Updated on 2022-09-22 GMT+08:00

Compaction

A compaction merges base and log files of MOR tables.

For MOR tables, data is stored in columnar Parquet files and row-based Avro files, updates are recorded in incremental files, and then a synchronous or asynchronous compaction is performed to generate new versions of columnar files. MOR tables can reduce data ingestion latency, so an asynchronous compaction that does not block ingestion is useful.

  • An asynchronous compaction is performed in the following two steps:
    1. Scheduling a compaction: A compaction is completed by the job of importing data into the data lake. In this step, Hudi scans partitions and selects the file slices to be compacted. A compaction plan is finally written to the Hudi timeline.
    2. Executing a compaction: A separate process or thread reads the compaction plan and performs the compaction of file slices.
  • Compaction can be synchronous or asynchronous.
    • The synchronization mode is controlled by the hoodie.compact.inline parameter. The default value is true, indicating that the compaction scheduling plan is automatically generated and compaction is executed.
      • Disable synchronous compaction.

        When a data source is written, run the .option("hoodie.compact.inline", "false") command to disable automatic compaction.

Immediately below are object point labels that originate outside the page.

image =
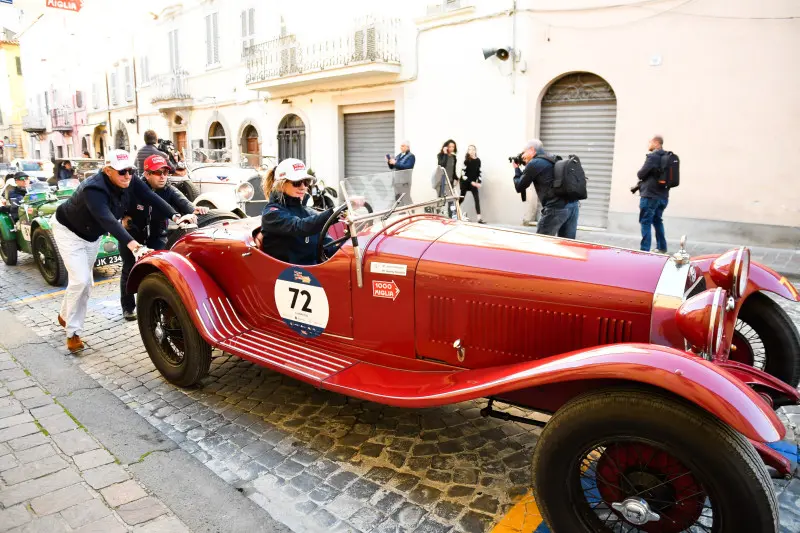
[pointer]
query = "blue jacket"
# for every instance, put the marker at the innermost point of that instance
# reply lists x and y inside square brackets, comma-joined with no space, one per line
[403,161]
[291,230]
[539,171]
[97,205]
[649,174]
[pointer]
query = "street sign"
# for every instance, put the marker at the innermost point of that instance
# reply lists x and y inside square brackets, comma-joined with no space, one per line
[69,5]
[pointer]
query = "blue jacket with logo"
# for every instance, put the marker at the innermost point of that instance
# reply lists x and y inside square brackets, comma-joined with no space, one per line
[291,230]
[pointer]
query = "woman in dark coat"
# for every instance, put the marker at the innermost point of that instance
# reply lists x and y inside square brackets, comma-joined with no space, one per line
[471,179]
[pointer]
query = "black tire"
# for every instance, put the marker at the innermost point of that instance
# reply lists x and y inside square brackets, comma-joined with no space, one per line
[766,338]
[189,189]
[8,252]
[177,350]
[634,426]
[215,216]
[47,257]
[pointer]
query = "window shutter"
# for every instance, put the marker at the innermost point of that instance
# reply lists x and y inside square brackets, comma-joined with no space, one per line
[215,35]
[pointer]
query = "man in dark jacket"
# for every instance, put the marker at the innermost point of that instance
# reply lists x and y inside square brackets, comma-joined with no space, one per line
[401,181]
[653,197]
[149,226]
[559,216]
[149,148]
[93,210]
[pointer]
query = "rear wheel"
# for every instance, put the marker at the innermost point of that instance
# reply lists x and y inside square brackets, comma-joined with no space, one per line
[173,343]
[627,460]
[47,258]
[766,338]
[8,252]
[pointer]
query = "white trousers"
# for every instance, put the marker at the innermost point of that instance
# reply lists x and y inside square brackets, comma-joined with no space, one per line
[79,256]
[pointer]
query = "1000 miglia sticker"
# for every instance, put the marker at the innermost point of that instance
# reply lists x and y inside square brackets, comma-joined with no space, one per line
[302,302]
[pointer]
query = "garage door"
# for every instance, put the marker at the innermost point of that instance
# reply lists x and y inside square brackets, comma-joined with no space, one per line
[368,137]
[579,115]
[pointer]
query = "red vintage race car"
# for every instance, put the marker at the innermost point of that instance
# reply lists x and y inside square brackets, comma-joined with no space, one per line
[659,407]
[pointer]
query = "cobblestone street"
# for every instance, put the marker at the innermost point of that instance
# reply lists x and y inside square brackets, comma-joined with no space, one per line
[314,460]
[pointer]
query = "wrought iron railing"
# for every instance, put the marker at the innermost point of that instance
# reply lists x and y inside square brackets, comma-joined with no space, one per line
[371,40]
[33,122]
[62,118]
[171,86]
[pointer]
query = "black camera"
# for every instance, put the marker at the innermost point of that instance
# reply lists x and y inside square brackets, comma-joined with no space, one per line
[516,159]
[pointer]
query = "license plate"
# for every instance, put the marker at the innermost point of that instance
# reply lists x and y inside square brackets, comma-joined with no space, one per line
[105,261]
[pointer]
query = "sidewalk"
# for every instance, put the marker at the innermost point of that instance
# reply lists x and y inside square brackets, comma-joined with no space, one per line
[783,260]
[55,477]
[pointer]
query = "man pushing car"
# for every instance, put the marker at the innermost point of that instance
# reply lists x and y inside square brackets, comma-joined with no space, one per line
[148,226]
[93,210]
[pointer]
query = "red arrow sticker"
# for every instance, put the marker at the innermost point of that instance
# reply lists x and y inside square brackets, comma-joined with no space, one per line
[385,289]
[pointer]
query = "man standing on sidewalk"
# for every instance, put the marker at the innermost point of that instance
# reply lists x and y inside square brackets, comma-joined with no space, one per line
[653,197]
[149,227]
[93,210]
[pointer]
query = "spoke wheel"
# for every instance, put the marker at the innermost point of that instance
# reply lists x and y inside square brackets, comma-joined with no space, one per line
[638,459]
[635,486]
[47,258]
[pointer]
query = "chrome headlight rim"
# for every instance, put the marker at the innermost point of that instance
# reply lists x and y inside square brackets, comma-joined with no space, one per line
[245,192]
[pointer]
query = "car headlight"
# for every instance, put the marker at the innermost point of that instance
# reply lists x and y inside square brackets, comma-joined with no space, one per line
[731,271]
[245,192]
[701,320]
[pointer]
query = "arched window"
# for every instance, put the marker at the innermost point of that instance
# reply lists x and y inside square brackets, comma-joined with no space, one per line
[291,138]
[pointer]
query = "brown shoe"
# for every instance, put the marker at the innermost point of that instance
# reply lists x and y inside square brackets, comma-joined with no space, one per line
[74,344]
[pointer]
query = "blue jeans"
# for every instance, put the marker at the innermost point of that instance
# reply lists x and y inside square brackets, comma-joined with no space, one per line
[651,211]
[561,222]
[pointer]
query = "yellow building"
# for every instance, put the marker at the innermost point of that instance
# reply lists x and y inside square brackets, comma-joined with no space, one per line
[12,98]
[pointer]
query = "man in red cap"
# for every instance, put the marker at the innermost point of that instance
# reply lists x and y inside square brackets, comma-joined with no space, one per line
[148,226]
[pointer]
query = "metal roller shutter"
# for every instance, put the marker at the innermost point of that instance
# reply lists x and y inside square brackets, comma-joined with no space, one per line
[579,115]
[368,137]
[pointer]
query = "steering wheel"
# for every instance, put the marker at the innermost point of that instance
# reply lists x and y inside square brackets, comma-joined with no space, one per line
[325,250]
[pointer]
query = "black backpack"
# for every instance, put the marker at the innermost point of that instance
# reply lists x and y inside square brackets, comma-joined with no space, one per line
[570,179]
[670,171]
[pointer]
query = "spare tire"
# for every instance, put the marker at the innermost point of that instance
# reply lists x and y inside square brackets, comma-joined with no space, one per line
[215,216]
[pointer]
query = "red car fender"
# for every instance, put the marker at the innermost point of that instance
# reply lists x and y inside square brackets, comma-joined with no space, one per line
[211,311]
[682,374]
[762,278]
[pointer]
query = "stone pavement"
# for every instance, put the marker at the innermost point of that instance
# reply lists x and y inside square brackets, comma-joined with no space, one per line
[315,460]
[783,260]
[54,476]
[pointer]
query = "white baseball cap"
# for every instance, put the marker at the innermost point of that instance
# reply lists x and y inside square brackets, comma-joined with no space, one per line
[119,160]
[292,170]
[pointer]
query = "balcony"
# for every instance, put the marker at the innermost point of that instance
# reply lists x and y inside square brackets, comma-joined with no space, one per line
[63,118]
[171,90]
[369,50]
[33,123]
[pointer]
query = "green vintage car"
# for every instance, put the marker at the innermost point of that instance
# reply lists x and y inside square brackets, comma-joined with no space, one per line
[31,232]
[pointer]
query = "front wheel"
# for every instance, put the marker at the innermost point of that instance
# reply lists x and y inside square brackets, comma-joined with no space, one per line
[628,460]
[766,338]
[47,258]
[173,343]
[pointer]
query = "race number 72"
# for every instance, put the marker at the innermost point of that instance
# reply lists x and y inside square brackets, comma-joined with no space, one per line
[305,293]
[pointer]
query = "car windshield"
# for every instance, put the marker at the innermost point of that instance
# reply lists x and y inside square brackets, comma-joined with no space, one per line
[379,195]
[31,166]
[68,184]
[38,186]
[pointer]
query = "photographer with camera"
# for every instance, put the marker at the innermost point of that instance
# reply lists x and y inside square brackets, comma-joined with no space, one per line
[149,148]
[559,215]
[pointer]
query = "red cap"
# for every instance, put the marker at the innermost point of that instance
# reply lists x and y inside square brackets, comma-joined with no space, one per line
[155,162]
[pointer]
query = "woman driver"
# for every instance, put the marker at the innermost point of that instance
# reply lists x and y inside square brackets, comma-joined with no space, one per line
[290,230]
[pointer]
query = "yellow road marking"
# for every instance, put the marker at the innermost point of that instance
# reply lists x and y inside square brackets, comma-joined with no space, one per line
[524,517]
[57,293]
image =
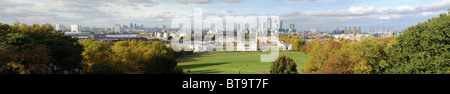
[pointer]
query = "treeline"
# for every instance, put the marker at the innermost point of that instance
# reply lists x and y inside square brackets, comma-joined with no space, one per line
[421,49]
[39,49]
[297,43]
[128,57]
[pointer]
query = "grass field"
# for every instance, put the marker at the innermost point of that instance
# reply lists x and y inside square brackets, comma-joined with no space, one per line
[234,62]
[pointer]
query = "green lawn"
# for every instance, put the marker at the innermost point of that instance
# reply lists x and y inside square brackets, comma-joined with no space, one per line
[234,62]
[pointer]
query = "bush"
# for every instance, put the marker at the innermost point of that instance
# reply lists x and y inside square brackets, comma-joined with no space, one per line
[338,65]
[162,65]
[283,65]
[103,68]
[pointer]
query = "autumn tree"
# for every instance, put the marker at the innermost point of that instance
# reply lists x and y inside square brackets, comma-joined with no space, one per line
[422,49]
[32,48]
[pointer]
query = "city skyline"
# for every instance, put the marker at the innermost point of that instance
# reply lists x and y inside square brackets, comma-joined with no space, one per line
[306,14]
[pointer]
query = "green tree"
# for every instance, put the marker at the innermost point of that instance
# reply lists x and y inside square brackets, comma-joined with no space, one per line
[103,68]
[422,49]
[297,44]
[283,65]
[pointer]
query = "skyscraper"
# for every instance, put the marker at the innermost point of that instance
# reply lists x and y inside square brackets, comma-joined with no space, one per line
[359,30]
[131,25]
[269,23]
[75,28]
[345,31]
[280,25]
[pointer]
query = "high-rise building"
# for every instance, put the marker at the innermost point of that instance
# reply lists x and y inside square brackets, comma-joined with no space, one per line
[59,27]
[359,30]
[280,25]
[131,25]
[75,28]
[345,31]
[117,28]
[291,27]
[313,30]
[269,23]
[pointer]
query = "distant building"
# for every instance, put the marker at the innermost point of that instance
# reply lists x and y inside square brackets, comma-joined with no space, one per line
[75,28]
[117,28]
[313,30]
[284,46]
[59,27]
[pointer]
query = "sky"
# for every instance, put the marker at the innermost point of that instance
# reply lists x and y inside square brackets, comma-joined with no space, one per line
[306,14]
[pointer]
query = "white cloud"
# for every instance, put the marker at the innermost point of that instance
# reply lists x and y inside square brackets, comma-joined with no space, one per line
[194,1]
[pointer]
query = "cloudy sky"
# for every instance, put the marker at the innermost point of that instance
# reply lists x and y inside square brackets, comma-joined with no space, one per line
[306,14]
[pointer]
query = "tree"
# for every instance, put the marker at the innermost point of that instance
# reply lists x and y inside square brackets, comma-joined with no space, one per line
[283,65]
[103,68]
[338,65]
[422,49]
[297,44]
[319,53]
[33,48]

        When spark-sql is written, run the set hoodie.compact.inline=false; command to disable automatic compaction.

      • Only compaction scheduling is generated synchronously, but compaction is not executed.
        • · A data source can be written by configuring the following option parameters:

          option("hoodie.compact.inline", "true").

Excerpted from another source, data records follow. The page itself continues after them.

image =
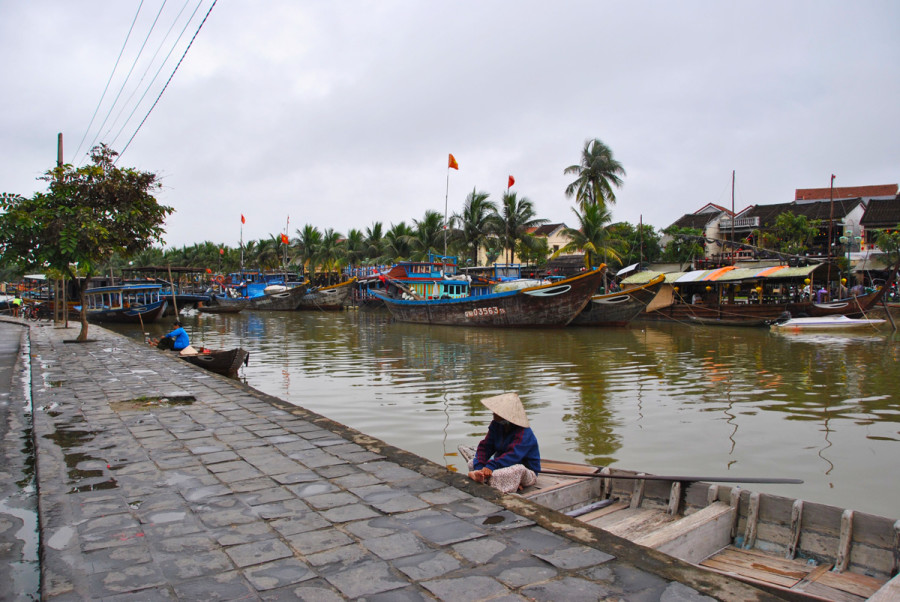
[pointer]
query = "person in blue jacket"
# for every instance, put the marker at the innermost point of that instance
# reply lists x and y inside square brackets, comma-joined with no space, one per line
[508,458]
[179,337]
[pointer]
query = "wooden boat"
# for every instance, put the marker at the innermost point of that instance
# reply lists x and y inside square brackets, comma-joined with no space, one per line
[826,323]
[547,305]
[619,308]
[717,305]
[794,548]
[329,298]
[221,361]
[127,303]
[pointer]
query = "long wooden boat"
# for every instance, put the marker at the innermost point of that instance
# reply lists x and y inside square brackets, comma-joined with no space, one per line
[619,308]
[221,361]
[329,298]
[693,303]
[553,304]
[127,303]
[798,549]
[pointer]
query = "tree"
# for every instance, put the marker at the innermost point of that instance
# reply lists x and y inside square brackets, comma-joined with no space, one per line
[598,173]
[513,223]
[86,216]
[593,237]
[475,223]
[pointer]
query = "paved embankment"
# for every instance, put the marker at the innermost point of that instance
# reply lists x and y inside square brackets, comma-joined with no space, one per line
[158,480]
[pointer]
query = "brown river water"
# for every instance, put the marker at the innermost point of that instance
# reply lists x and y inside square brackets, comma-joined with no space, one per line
[664,398]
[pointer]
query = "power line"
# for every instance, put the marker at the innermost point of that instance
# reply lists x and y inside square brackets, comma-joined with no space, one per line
[169,80]
[102,96]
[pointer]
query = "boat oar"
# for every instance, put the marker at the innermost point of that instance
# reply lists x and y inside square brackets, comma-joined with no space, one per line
[654,477]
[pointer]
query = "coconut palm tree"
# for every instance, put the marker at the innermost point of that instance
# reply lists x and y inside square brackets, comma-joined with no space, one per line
[598,173]
[428,235]
[593,237]
[476,223]
[397,242]
[514,220]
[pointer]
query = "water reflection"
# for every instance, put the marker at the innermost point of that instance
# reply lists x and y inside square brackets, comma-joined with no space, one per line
[663,398]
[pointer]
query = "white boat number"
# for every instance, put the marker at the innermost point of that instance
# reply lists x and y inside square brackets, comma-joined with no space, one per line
[485,311]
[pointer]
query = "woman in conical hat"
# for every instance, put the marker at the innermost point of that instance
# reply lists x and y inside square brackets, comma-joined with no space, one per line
[508,457]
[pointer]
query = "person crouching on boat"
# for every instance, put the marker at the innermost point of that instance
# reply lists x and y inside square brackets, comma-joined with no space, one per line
[177,339]
[508,457]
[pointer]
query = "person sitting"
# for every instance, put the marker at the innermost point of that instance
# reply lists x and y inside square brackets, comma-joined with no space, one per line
[508,457]
[177,339]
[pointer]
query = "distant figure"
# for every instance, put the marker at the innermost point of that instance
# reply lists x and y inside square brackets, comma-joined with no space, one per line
[508,457]
[177,339]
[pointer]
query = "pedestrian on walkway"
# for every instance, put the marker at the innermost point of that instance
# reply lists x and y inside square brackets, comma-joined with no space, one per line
[508,457]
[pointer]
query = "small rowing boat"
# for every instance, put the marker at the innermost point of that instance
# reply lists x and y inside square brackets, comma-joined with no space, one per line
[825,323]
[802,549]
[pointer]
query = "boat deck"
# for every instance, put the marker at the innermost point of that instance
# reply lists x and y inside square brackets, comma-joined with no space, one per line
[708,534]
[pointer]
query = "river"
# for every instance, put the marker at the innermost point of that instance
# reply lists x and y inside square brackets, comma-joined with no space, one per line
[662,398]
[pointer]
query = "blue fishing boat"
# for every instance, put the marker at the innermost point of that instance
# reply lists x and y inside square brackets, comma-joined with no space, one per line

          option("hoodie.schedule.compact.only.inline", "true").

          option("hoodie.run.compact.only.inline", "false").

        • · spark-sql can be written by configuring the following set parameters:

          set hoodie.compact.inline=true;

          set hoodie.schedule.compact.only.inline=true;

          set hoodie.run.compact.only.inline=false;

    • The asynchronous mode is implemented by spark-sql.

      To execute only the compaction scheduling plan that has been generated during asynchronous compaction without creating a new scheduling plan, run the following commands to configure set parameters:

      set hoodie.compact.inline=true;

      set hoodie.schedule.compact.only.inline=false;

      set hoodie.run.compact.only.inline=true;

      For more compaction parameters, see Compaction and Cleaning Configurations.

      To ensure the maximum efficiency of data import into the lake, you are advised to generate compaction scheduling plans synchronously and execute compaction scheduling plans asynchronously.